書誌データの作成および提供
書誌部のスタートにあたって
平成14年度の組織変更により発足した書誌部についてご紹介します。書誌部は、全国書誌の作成と、資料の別なく目録作成関係の業務を行う部として、新しい国立国会図書館の中での役割と任務を確認しながら出発いたしました。
1 組織再編のねらい
書誌部の機能は、(1)書誌データの作成、(2)目録や書誌の編集・提供、そして(3)書誌調整です。部内は書誌調整課、国内図書課、外国図書・特別資料課、逐次刊行物課の4課で構成します。新しい組織としたねらいは次の点にあります。
- 和洋図書、雑誌、音楽映像資料、電子資料など書誌データ作成機能の集中と、一貫した方針のもとの目録作成。
- 目録編集・提供の担当と窓口の明確化。
- 書誌調整課の設置。
2 書誌部各課の業務
○書誌調整課
書誌作成やデータベース関係の調整を書誌調整課が行います。関係機関、研究者の方々との交流・連絡も書誌調整(書誌コントロール)の重要な分野です。『日本全国書誌』、OPACその他の書誌データ提供も担当し、関係機関や利用者の方々と当館との窓口となります。
○国内図書課
『日本全国書誌』の大きな部分を占める国内図書の記述、タイトル標目、著者標目、件名標目、分類標目、及び典拠データの作成を担当します。
○外国図書・特別資料課
洋書、音楽映像資料、電子資料、その他新しいメディアの資料整理は外国図書・特別資料課が担当します。『日本全国書誌』電子出版物の部のデータはここで生産します。

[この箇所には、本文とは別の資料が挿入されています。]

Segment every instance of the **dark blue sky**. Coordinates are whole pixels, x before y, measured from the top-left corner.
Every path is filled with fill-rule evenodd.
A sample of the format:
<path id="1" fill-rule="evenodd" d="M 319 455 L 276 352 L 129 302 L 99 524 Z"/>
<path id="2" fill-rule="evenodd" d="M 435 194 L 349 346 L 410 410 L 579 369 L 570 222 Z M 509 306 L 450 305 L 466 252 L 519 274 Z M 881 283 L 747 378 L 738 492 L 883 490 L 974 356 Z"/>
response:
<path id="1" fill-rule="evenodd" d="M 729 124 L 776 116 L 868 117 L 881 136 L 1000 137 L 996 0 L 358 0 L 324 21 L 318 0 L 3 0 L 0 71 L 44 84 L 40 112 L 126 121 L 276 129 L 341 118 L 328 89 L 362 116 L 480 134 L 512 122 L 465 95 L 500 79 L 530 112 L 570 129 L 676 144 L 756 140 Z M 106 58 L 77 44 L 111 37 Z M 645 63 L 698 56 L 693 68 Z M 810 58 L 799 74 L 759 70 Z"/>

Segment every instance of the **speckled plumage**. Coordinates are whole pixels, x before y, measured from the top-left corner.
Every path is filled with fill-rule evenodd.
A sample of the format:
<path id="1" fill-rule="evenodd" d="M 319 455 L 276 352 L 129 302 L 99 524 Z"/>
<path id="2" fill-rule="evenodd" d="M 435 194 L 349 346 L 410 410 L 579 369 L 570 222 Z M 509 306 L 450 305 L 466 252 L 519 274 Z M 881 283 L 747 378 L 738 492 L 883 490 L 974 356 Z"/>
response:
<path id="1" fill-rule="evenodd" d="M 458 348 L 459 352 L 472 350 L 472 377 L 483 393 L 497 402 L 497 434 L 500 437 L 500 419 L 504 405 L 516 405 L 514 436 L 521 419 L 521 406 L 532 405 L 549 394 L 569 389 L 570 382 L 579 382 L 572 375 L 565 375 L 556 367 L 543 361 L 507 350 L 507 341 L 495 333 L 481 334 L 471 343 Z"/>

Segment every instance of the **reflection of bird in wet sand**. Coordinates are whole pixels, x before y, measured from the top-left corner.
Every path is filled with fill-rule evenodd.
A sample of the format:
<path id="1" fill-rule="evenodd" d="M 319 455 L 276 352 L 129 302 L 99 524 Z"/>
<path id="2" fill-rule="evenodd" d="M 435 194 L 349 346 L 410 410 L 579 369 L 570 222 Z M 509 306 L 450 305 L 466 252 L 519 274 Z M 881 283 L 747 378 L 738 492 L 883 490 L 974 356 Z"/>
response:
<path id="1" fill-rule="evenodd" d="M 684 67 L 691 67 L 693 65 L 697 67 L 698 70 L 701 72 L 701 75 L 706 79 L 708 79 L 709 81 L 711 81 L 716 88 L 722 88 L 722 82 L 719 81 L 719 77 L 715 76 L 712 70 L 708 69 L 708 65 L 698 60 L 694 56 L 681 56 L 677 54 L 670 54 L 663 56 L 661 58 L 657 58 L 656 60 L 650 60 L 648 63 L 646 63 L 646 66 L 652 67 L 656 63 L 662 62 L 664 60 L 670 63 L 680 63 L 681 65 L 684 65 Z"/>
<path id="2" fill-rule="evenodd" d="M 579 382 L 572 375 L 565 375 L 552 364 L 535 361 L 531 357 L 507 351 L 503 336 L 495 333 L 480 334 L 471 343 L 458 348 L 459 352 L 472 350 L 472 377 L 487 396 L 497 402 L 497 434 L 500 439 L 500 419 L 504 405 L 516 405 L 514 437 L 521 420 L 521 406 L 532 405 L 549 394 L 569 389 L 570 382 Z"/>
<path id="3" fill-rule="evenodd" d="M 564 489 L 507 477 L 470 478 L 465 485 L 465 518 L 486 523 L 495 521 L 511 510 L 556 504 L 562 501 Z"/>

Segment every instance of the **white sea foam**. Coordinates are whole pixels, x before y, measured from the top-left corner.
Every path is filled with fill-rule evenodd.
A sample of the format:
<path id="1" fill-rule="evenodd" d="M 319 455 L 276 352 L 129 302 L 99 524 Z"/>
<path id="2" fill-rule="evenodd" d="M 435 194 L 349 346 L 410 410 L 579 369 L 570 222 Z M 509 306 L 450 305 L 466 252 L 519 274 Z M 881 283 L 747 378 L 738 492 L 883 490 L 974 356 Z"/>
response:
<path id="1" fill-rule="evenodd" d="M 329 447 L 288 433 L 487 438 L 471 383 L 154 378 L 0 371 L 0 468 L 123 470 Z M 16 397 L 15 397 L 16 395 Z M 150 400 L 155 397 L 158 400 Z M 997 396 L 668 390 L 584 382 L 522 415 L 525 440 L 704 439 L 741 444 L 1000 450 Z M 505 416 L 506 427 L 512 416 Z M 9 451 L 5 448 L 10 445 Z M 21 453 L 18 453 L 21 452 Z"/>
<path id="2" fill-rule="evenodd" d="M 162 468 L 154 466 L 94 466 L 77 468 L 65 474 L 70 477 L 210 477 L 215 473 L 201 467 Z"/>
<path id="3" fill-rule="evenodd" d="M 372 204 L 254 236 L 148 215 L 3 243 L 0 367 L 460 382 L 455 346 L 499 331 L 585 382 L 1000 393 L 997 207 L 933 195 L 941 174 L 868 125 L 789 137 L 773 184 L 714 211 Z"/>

ネットワーク系電子出版物へのメタデータ付与は関西館、メタデータ基準の作成は書誌調整課が行います。
○逐次刊行物課
逐次刊行物課は和洋逐次刊行物の整理、雑誌記事索引、ISSNを担当します。この4月から逐次刊行物に『日本目録規則1987年版改訂版』を採用しました。ISSN日本センター(平成14年4月1日にISDS日本センターから名称変更)もここに設置されており、ISSN(国際標準逐次刊行物番号)の付与と書誌データ作成を担当します。
○関西館と東京本館の分担
関西館が受け入れた資料は関西館が整理し、東京本館と関西館は総合目録のように双方が書誌データを作成します。
3 全国書誌と目録提供の改善
平成12年度から全国書誌の提供形態変更などについて順次お知らせしてきましたが、あらためて書誌データ提供関係の主な改善事項を挙げます。

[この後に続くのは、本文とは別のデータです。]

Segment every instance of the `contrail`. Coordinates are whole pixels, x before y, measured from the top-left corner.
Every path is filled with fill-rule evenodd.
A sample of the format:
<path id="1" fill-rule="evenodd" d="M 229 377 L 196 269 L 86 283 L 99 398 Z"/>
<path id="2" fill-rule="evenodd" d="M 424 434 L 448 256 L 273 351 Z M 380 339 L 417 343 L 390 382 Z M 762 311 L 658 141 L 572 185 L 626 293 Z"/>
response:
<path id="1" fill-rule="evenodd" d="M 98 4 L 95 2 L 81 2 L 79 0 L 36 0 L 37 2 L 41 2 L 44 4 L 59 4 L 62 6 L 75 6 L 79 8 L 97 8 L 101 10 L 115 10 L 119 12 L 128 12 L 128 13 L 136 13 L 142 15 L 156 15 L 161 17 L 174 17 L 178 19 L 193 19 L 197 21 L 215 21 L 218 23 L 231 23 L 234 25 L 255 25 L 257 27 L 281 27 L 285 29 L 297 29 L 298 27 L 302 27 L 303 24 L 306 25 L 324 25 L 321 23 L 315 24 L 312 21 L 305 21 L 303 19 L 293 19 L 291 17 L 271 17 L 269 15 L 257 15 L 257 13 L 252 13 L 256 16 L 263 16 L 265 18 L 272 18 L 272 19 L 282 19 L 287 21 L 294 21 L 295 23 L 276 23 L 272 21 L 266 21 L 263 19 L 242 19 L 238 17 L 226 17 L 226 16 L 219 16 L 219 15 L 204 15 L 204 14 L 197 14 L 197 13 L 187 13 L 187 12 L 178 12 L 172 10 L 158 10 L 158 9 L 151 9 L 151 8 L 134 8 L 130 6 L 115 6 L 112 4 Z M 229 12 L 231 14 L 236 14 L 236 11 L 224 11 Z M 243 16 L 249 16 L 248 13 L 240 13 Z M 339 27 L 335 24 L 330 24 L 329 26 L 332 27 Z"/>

- 『日本全国書誌』のホームページ掲載(平成14年4月)
- Web-OPACへの書誌データ掲載および資料提供の迅速化(平成14年4月)
- 『JAPAN/MARC(M)』の新フォーマットによる提供(平成14年4月)
- 新しいOPAC「NDL-OPAC」の提供(平成14年10月)
- 雑誌記事索引のNDL-OPAC搭載(平成14年秋)
- 『JAPAN/MARC(S)』の新フォーマットによる提供(平成15年度)と『JAPAN/MARC』 UNIMARC版の提供(平成15年1月以降)

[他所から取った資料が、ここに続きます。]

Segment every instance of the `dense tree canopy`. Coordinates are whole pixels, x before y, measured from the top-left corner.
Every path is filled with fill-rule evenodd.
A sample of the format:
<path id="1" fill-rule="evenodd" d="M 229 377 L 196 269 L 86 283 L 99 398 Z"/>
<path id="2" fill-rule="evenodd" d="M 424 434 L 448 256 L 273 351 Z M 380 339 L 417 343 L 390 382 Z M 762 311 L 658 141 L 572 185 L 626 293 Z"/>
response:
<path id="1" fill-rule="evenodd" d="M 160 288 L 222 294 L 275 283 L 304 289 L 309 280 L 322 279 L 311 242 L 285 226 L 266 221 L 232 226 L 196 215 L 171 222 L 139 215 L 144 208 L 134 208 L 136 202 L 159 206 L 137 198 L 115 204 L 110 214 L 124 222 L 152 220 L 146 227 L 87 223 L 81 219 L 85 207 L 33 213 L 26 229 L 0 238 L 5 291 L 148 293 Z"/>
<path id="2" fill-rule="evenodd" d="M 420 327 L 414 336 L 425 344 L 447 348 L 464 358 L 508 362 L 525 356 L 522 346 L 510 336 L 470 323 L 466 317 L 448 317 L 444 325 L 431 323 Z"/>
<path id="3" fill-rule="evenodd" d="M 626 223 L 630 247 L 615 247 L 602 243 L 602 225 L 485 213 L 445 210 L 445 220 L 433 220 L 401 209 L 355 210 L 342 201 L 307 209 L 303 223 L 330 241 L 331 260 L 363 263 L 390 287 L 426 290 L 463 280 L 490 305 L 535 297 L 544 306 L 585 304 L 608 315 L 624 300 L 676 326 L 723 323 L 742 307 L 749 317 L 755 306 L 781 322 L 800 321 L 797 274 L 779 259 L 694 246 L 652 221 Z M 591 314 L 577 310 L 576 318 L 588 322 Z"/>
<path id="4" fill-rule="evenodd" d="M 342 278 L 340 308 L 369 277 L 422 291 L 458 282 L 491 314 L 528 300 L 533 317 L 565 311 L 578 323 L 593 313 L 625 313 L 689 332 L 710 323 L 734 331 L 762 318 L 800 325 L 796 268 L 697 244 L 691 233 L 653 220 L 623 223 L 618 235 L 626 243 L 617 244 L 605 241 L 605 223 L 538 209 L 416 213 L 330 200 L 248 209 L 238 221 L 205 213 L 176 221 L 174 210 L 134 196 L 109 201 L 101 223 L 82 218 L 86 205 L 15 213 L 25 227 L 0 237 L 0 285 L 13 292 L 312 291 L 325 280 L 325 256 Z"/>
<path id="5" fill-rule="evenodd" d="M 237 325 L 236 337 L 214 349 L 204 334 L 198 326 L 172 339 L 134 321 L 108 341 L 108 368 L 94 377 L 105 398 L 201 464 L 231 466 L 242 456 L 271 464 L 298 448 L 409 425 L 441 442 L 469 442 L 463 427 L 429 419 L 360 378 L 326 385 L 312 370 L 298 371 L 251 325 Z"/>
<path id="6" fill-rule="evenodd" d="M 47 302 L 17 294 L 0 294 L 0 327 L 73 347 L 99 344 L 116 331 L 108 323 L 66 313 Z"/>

平成14年度は全国書誌提供の改善、そしてインターネットによる書誌データ提供(OPAC)改善と整備の年といえます。これは、遠隔利用へのサービス拡充の一環であり、また当館の新しいサービスの一環です。
情報通信技術の進歩発展により、書誌情報や目録の分野は大きな変化進展を続けています。こうした社会の変化に対応し、利用者の要請に応える書誌情報サービスをめざして、全国書誌の作成、その他の書誌情報提供に努めてまいります。